Listening to the Data – Four ways to tweak your Machine Learning models

Bias and variance, precision and recall –  these are concepts that, after a few months or maybe even a just a couple of weeks of crawling around in actual data, predictive models, and the study of where prediction and reality meet — begin to have an intuitive feel.  But it was nice to read recently a short piece that brings these concepts clearly into focus, and frames them in terms of model behavior.  This is something I will keep handy to share where my own jabbering on the subject is likely to be less clear and certainly less concise.  The source of the article was (via re-post) the KDNuggets blog, which is an excellent resource.
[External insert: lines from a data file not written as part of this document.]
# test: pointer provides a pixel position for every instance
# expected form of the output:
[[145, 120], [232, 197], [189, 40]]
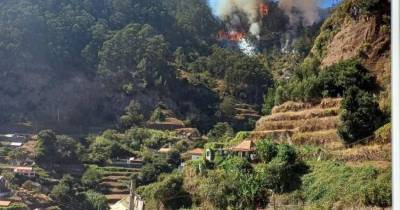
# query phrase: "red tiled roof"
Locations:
[[5, 203], [245, 146], [165, 150], [196, 151]]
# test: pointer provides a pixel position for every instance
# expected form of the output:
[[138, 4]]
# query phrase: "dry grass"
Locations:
[[318, 124], [375, 164], [314, 124], [331, 103], [363, 153], [298, 106], [291, 106], [301, 115], [276, 135], [384, 134], [316, 138]]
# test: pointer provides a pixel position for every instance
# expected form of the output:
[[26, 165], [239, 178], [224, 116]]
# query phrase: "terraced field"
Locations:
[[301, 123], [316, 125], [115, 182]]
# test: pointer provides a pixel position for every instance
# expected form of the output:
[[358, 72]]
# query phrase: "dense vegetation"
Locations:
[[145, 70]]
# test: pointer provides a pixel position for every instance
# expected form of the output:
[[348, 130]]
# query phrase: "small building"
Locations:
[[245, 149], [135, 161], [4, 191], [165, 150], [216, 150], [16, 144], [4, 204], [196, 153], [189, 133], [26, 171]]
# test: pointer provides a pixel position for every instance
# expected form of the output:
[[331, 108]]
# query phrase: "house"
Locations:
[[245, 149], [216, 149], [13, 138], [4, 191], [136, 203], [4, 204], [196, 153], [189, 133], [165, 150], [26, 171], [135, 161], [16, 144]]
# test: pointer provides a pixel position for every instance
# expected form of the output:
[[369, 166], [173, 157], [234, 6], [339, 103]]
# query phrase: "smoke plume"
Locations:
[[301, 10], [228, 9]]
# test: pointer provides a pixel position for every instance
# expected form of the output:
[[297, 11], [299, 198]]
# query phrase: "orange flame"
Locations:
[[235, 36], [263, 9]]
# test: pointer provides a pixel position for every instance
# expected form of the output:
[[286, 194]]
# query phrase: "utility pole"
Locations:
[[132, 195]]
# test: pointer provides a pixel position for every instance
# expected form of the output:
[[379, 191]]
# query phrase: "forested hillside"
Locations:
[[255, 104]]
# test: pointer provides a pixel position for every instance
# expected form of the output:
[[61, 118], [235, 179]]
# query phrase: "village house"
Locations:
[[196, 153], [4, 204], [4, 191], [26, 171], [245, 149], [189, 133], [218, 149], [165, 150]]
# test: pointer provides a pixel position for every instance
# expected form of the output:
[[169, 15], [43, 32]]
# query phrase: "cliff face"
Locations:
[[365, 38], [359, 29]]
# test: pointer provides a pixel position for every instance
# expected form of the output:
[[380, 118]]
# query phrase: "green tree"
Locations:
[[269, 101], [266, 150], [360, 115], [220, 132], [100, 150], [91, 178], [96, 201]]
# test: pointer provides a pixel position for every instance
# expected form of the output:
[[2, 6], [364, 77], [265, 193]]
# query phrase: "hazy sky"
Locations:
[[324, 3]]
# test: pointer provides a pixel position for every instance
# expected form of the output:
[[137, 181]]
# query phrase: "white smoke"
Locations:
[[301, 10], [228, 9], [246, 47]]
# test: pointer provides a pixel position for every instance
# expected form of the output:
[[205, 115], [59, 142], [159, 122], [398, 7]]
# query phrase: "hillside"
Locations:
[[178, 104]]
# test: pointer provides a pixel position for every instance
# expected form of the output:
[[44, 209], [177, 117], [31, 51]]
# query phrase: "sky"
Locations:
[[324, 3]]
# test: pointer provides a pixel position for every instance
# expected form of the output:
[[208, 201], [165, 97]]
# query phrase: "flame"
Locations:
[[235, 36], [263, 9]]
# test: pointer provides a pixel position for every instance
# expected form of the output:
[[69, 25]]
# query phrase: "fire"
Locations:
[[263, 9], [235, 36]]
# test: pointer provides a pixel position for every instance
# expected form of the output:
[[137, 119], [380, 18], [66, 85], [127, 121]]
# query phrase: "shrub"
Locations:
[[91, 178], [266, 150], [286, 153], [360, 116]]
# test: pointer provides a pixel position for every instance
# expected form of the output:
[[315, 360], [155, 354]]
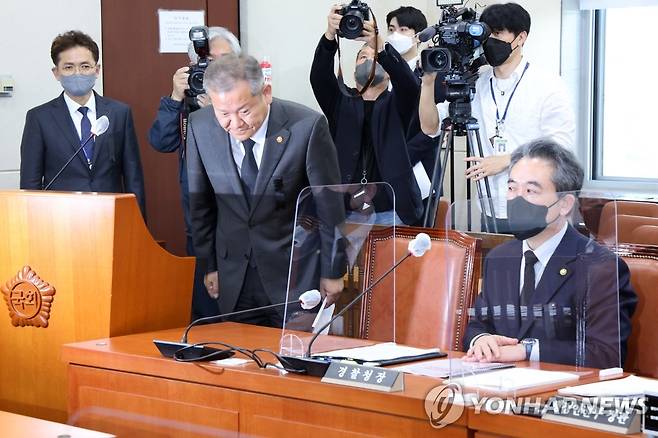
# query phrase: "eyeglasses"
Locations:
[[84, 69]]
There are, perhaps unsurprisingly, many good “nuggets” on the KDnuggest blog / web site. And this latest item does a good job of explaining what is at some point intuitive to people who work with machine learning models regularly.  Perhaps this is particularly relevant to modeling and mining “text’ — the work I have been doing in Machine Learning — because it certainly is spot on. And this is more a way of describing how the math models the real world, and how the data is reflected in the math, so I expect this view is likely helpful to anyone modeling data.

The somewhat “click-bait” sounding title — “4 Reasons Your Machine Learning Model is Wrong” is only modestly apologized for with the “(and How to Fix It)” suffix, but makes me worry fake-aggressive, pretend-demeaning discourse could be among the worst forms of carry-over of 2016 into 2017.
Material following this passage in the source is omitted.